There is a high degree of frustration that the current GB system does not allow athletes to maximise their earning potential. There is no opportunity for athletes to negotiate any sort of personal or boat specific sponsorship which would help create a secure financial basis for family life. This has led Andy to question his motivation in returning to the GB team.  He’s 36 and has a young family to consider and provide for. Some of the financial opportunities that were, perhaps, available when he joined the team, are no longer open and that is something he finds very frustrating. Now, no-one gets into rowing with the aim of becoming rich, but what Andy feels is that for the team to retain its senior athletes they have to provide an opportunity for those athletes to exploit whatever earning potential they may have as world and Olympic medallists. That is something that the structure of the GB Rowing Team, in its current iteration, does not provide.

To me, he’s got nothing left to prove, he’s got two Olympic gold medals, four world championship golds and three world championship silvers. “It’s time” he said, “to think of my family” and develop a career that will give his family the security and lifestyle that he wants to be able to provide. Unfortunately, as it stands at the moment, this is unlikely to be as a rower for Great Britain. At the moment it remains to be seen if and when Andy will be back in a boat, fingers crossed it’ll be for Rio. My gut feel is that, sadly, we shan’t be seeing Andy racing for GB again. If that is really the case then I wish all good health and success in whichever direction he chooses to take, but I’m really sad we won’t get to see he bossing the stroke seat of the GB M4- . Good luck Andy, and good health.

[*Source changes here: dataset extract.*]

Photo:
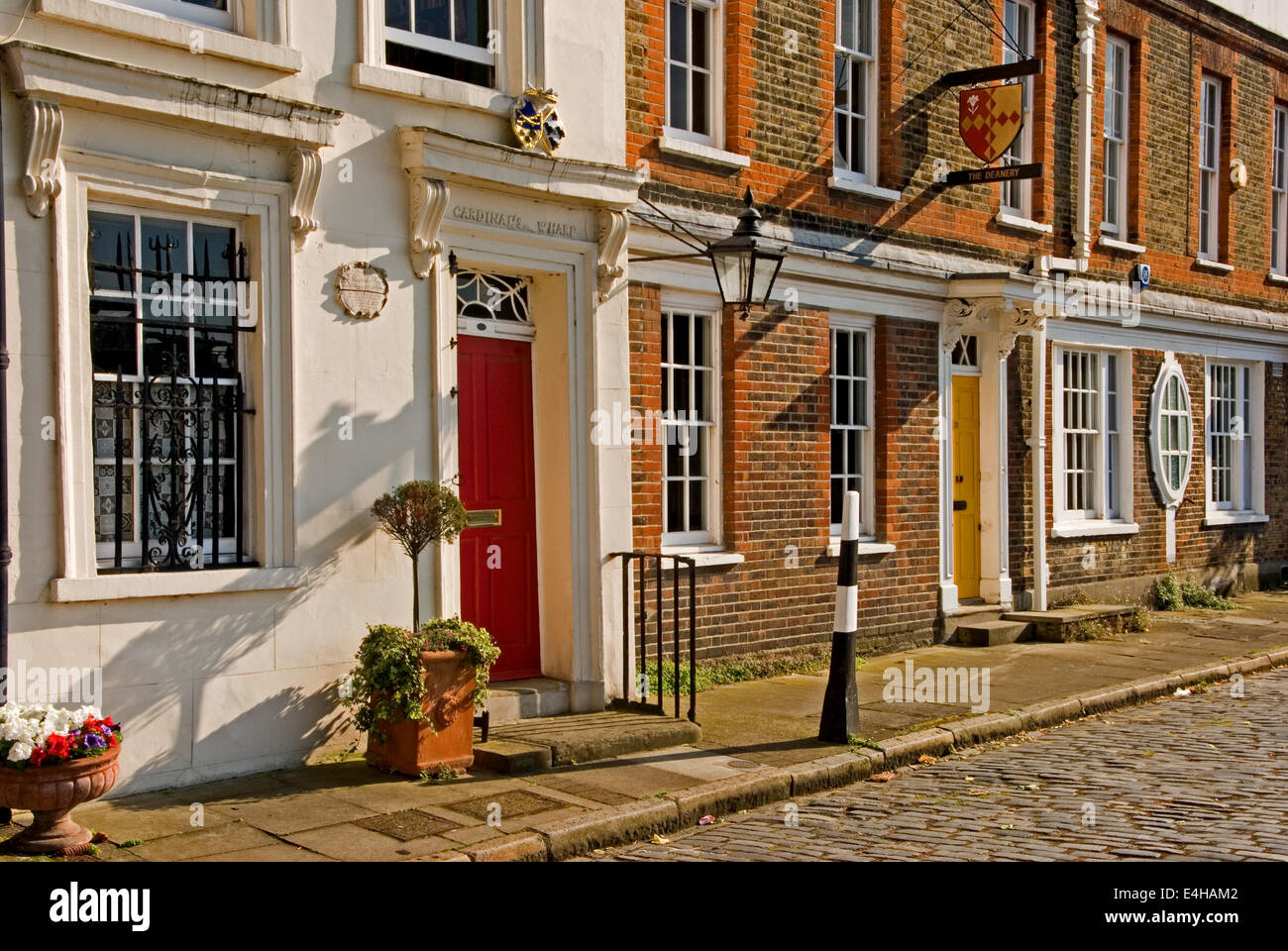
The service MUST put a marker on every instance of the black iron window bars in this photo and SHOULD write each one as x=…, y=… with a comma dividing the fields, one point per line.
x=168, y=315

Moving on, (this blog is meant to be about the Head after all), another impressive performance was that of Oxford Brookes, especially that of the Brookes 2nd VIII (their “real” student boat) which finished in 4th just 1 second behind the Brookes 1st boat (containing their national team oarsmen). Brookes went on to get 4 crews in the top 25 a strength in depth only bettered by Leander who managed five in the top 20. The most impressive performance from the Pink Palace came from the Leander 3 crew (which I believe is the basis of their Ladies Plate 8) which defeated the Leander no.2 boat, their “Super Scullers” boat made up of current member of the GB squad sculling squad.

Another impressive performance was that of Thames who finished a superb 9th and won the Vernon Trophy (awarded to the fastest Tideway crew) for the first time since 1961. Thames must be considered one of the hot favourites to win their namesake trophy at Henley this year (having come so close in 2014). If they manage it then the Remenham Club will be rocking on Henley Sunday!

Now that’s the Head season done and dusted, it’s time for the proper side-by-side racing to begin…it’s only 93 days till the start of Henley!


2 thoughts on “The Head of the River – review and news of Andy Hodge

  1. Richard Steed

    It’s a shame that from what you’re saying Andy seems to be thinking about retiring the year before Rio. In my opinion the end of next year would be a better time to retire, particularly because the 4 is going so well at the moment. Sad news, but I think he should wait until he’s recovered before making a final decision.

  2. bellefrappe

    ATH will be greatly missed if he doesn’t make Rio. Could it make a difference between Gold and Silver? Damn right it could. His extraordinary years of dominance in the Senior Trials has never been given proper credit. A great champion.